TEST PITS
ARCHAEOLOGICAL TEST PITS IN BINGHAM
List of Test Pits
LMCB05
6, CHURCH CLOSE
SUMMARY
- The top 37 cm of this pit are the result of landscaping and re-deposition of material from the site of the house during building in the 1960s. The very hard, compacted nature of the soil at and below 30 cm suggests that the re-deposition took place in two phases, one just prior to completion of the house and the other when the foundations were dug before machinery that would have compacted the soil was brought on.
- The soil below 37 cm depth is probably the original topsoil/subsoil. It rests on sand that was likely to have been laid down in a river flowing into the lake that lay to the north of here in prehistoric times. Plenty of roots in the sand possibly date from the time when this area was emerged above water level and well vegetated. Bone in the sand is probably fossil bone from a time before human occupation on this site.

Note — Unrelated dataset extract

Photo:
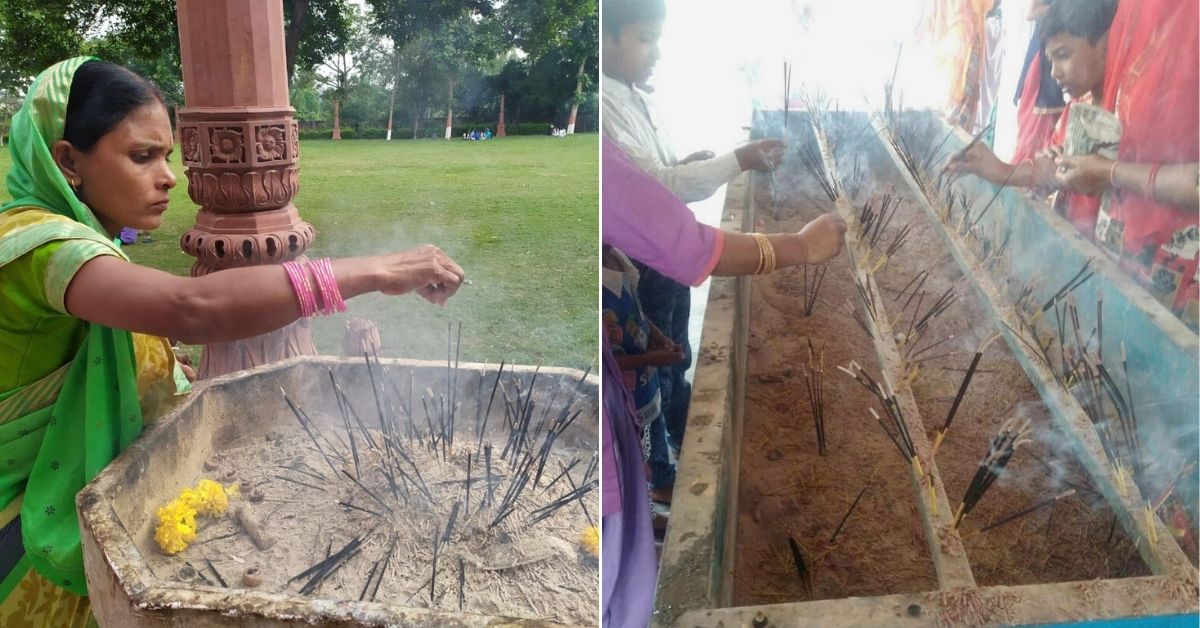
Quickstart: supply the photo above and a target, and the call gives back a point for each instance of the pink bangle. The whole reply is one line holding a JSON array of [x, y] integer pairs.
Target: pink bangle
[[330, 297], [301, 287]]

- Being so close to the margin of the lake and, therefore, possibly on boggy ground it is surprising that there are records of cottages along the boundary of the churchyard just to the south in the 1586 and 1776 surveys and this pit is within the plot of land associated with these cottages. It is interesting then that apart from one sherd of medieval pottery there is nothing in this pit older than 18th C. There is no physical evidence of the 1586 cottage here.
- Most of the pottery found is attributable to the 18th and first half of 19th C. There is sufficient to indicate the proximity of a house, but there is no documentary evidence of one, particularly on the tithe map of 1841. The source of this pottery is, therefore, not known.